Young people are finding it increasingly harder to move out of low-paid jobs and into more lucrative work, according to a new study.
The study by the IFS, which has funded by the Alan Turing Institute, claims that recent generations of younger people have increasingly been starting their careers in low-paid occupations such as bar staff, waiters, call centre workers and kitchen assistants, despite higher education levels.
It claims that men born in each decade since the 1950s, and women born since 1985, started their careers in occupations further down the wage ladder than their predecessors.
For example, if we compare people born in the 1970s and the late 1980s: the younger generation of men were at least twice as likely to have been bar staff, kitchen and catering assistants or call centre workers in their first full-time job; and the younger generation of women were about twice as likely to have been waitresses or care workers.

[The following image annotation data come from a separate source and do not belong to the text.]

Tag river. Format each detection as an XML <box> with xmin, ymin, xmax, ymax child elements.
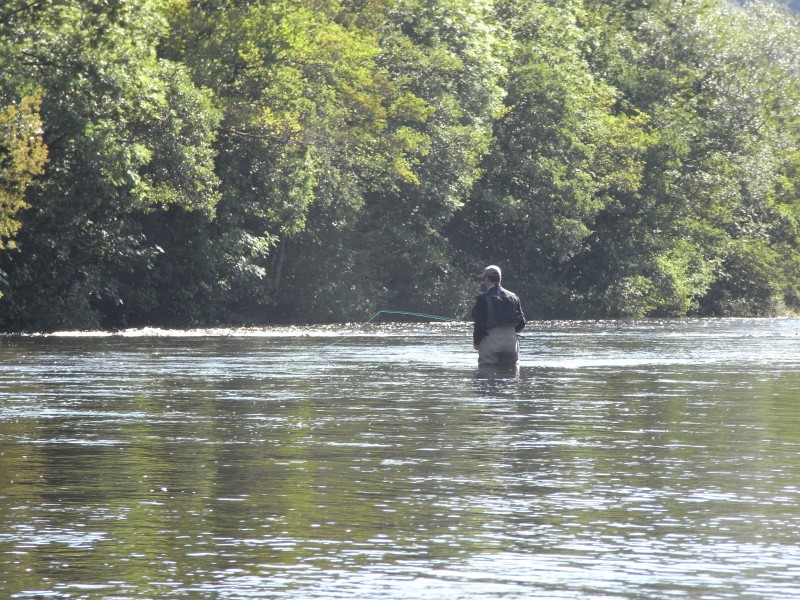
<box><xmin>0</xmin><ymin>319</ymin><xmax>800</xmax><ymax>600</ymax></box>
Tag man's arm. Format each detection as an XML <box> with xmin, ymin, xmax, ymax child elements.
<box><xmin>472</xmin><ymin>295</ymin><xmax>489</xmax><ymax>350</ymax></box>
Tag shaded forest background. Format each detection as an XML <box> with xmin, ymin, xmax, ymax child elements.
<box><xmin>0</xmin><ymin>0</ymin><xmax>800</xmax><ymax>331</ymax></box>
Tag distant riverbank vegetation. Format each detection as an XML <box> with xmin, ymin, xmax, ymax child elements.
<box><xmin>0</xmin><ymin>0</ymin><xmax>800</xmax><ymax>331</ymax></box>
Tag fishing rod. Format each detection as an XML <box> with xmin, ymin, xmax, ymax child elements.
<box><xmin>325</xmin><ymin>310</ymin><xmax>457</xmax><ymax>348</ymax></box>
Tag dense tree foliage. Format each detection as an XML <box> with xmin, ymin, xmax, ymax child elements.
<box><xmin>0</xmin><ymin>0</ymin><xmax>800</xmax><ymax>330</ymax></box>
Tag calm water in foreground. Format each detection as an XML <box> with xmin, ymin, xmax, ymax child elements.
<box><xmin>0</xmin><ymin>319</ymin><xmax>800</xmax><ymax>600</ymax></box>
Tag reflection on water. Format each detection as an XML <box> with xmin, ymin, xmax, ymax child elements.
<box><xmin>0</xmin><ymin>319</ymin><xmax>800</xmax><ymax>600</ymax></box>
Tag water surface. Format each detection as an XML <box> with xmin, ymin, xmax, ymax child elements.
<box><xmin>0</xmin><ymin>319</ymin><xmax>800</xmax><ymax>600</ymax></box>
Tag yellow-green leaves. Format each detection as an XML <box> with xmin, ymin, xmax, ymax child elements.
<box><xmin>0</xmin><ymin>95</ymin><xmax>47</xmax><ymax>249</ymax></box>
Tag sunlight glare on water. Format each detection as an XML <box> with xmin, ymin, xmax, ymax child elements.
<box><xmin>0</xmin><ymin>319</ymin><xmax>800</xmax><ymax>600</ymax></box>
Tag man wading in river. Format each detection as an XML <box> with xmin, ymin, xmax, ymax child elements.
<box><xmin>472</xmin><ymin>265</ymin><xmax>525</xmax><ymax>367</ymax></box>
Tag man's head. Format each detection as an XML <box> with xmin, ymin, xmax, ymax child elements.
<box><xmin>483</xmin><ymin>265</ymin><xmax>502</xmax><ymax>283</ymax></box>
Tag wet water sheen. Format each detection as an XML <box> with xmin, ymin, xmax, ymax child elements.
<box><xmin>0</xmin><ymin>319</ymin><xmax>800</xmax><ymax>600</ymax></box>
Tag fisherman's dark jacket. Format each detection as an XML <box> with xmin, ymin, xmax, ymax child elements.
<box><xmin>472</xmin><ymin>284</ymin><xmax>525</xmax><ymax>346</ymax></box>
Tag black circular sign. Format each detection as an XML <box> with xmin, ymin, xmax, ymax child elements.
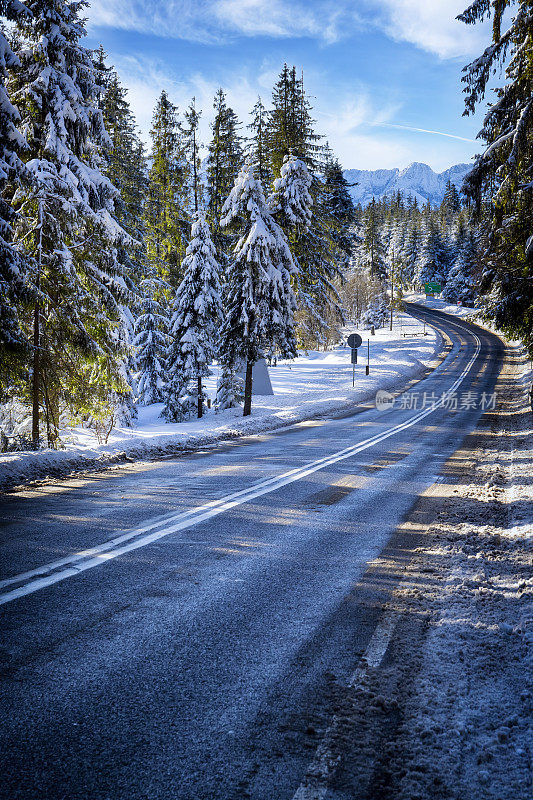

And the starting position on the occupational ladder of women born in the late 1980s looked more similar to that of women born in the 1960s than to women born just slightly before them in the early 1980s. For men, the shift has been more gradual but has been going on for much longer.
‘The overall mix of jobs in the UK has changed radically over the last four decades, with highly-skilled occupations much more prevalent in the modern service-based economy than in the past,’ said IFS deputy director, Robert Joyce.
‘But, despite rising education levels, the starting occupations of young people have defied this trend. They have increasingly been concentrated on the bottom rungs of the occupational ladder. For young men, this shift has been occurring for a few decades. For young women, it represents a sharp reversal for women born since 1985.’
‘Compounding this, we also find some support for the perception that there are increasing barriers to job progression. The speed of occupational progression in the early-career years has slowed down for recent cohorts of young men (though not yet for women). Hence, compared with their predecessors, they not only started lower down the jobs ladder but also climbed it more slowly thereafter,’ added Mr Joyce.
‘These are all trends we see before the COVID-19 pandemic hit. But they help shape the impacts of that pandemic: the increased concentration of young people in hospitality, for example, has made them more vulnerable to the economic effects of social distancing. And, in turn, the pandemic threatens to exacerbate some of the concerning trends. Job progression is likely to be much harder in an uncertain economic environment with reduced hiring.’